In a decisive move against illicit cryptocurrency activity, Trung Nguyen, a Massachusetts resident, has been sentenced to six years in federal prison for running a covert Bitcoin laundering scheme. The court also ordered him to forfeit $1.5 million, a significant blow to his operations that preyed on anonymity and regulatory gaps.
Nguyen’s sentencing took place in Boston federal court on May 22, with Judge Richard Stearns handing down the penalty. Beyond his prison term, Nguyen will face an additional three years of supervised release, underscoring the seriousness of his crimes. The U.S. Attorney’s Office in Boston confirmed the outcome, highlighting Nguyen’s role in operating an unlicensed money transmission business under the guise of a vending machine company.
Between September 2017 and October 2020, Nguyen ran National Vending — a deceptive front designed to disguise his actual activities. Prosecutors detailed how he applied tactics learned from an online course specifically aimed at helping illicit operators avoid detection by banks, regulators, and cryptocurrency exchanges. By posing as a traditional vending machine company, complete with fabricated suppliers and a cash deposit model, Nguyen carefully obscured his true business: converting cash into Bitcoin without asking questions or registering with authorities.
What makes Nguyen’s operation particularly troubling is the clientele it attracted. The Justice Department’s case revealed that among his customers were victims of scams who had been duped into turning over cash to overseas fraudsters — who then directed them to convert that money into Bitcoin via Nguyen’s service. There was also a documented instance involving a drug dealer who funneled $250,000 through Nguyen in 10 separate cash transactions in 2018.
Despite federal laws mandating registration with the Treasury Department’s Financial Crimes Enforcement Network (FinCEN) and the filing of Suspicious Activity Reports (SARs), Nguyen deliberately ignored these requirements. Prosecutors pointed out that he failed to file any SARs or Currency Transaction Reports, even when accepting cash deposits exceeding $10,000 — a clear violation of Anti-Money Laundering (AML) regulations.

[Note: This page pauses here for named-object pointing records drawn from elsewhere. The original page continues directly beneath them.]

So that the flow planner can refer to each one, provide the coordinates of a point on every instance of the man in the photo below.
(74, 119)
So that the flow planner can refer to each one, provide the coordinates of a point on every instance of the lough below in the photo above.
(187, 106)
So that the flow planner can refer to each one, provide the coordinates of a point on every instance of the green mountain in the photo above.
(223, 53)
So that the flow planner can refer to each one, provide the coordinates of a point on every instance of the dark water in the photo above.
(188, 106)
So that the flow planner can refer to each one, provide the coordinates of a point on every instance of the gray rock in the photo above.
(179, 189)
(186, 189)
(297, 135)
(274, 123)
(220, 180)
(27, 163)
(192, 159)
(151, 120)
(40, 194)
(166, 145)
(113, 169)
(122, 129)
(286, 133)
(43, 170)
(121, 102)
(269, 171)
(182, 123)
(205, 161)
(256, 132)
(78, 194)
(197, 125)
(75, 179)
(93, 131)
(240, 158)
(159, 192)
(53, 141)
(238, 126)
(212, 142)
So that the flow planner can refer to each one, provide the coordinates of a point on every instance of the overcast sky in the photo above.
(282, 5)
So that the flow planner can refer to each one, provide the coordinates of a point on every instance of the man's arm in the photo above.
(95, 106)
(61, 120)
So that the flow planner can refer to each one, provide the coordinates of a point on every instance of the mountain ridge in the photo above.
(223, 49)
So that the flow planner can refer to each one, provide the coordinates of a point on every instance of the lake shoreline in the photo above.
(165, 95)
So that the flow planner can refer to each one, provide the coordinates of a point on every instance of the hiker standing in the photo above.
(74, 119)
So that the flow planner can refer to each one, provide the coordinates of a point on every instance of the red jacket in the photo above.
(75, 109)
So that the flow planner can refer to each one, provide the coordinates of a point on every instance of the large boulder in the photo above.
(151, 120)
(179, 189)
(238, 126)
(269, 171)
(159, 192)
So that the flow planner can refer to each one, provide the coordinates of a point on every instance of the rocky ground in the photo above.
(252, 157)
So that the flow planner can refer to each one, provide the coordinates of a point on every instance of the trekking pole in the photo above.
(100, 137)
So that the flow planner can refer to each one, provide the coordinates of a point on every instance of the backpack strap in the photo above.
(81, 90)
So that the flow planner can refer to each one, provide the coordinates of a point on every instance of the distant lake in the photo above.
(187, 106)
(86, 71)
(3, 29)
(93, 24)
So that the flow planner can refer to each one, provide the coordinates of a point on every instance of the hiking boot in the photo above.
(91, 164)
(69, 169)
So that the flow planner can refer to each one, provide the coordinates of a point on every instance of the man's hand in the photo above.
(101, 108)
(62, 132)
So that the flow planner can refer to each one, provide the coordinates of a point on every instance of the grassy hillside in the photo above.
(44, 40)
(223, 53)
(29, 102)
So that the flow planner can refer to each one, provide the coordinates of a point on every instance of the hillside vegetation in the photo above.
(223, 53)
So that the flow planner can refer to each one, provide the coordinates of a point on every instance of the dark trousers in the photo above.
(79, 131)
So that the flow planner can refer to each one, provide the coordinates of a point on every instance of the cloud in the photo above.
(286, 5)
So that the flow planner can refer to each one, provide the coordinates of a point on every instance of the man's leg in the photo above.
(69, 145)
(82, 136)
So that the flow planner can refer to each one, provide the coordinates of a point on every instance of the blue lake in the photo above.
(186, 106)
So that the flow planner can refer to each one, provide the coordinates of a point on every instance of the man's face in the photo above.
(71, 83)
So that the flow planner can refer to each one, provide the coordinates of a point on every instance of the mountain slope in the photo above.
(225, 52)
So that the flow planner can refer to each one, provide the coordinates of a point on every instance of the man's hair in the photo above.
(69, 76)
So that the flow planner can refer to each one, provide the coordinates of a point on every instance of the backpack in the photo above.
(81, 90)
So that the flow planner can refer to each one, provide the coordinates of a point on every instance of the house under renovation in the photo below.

Nguyen’s downfall came thanks to a targeted law enforcement sting. Authorities conducting undercover operations met with Nguyen multiple times, posing as clients interested in converting large sums of cash to Bitcoin. Nguyen accepted these payments in person and provided Bitcoin in return, charging approximately a 5% commission. The use of encrypted messaging platforms and transaction-splitting tactics — where cash deposits were broken into smaller amounts across several days and bank branches — showcased the sophistication of Nguyen’s attempt to stay under the radar.
The criminal charges against Nguyen included operating an unlicensed money transmission business and two counts of money laundering. While he initially pleaded not guilty in June 2023, a jury ultimately found him guilty of the unlicensed business charge and one count of money laundering in November. He was acquitted on a separate money laundering count.
Nguyen’s case serves as a stark reminder that cryptocurrency’s promise of anonymity can attract criminal abuse but also that law enforcement is adapting its strategies to tackle such illicit activity. By dismantling schemes like Nguyen’s, authorities aim to ensure that crypto markets remain transparent and compliant, protecting everyday users from falling victim to criminal enterprises masked behind digital assets.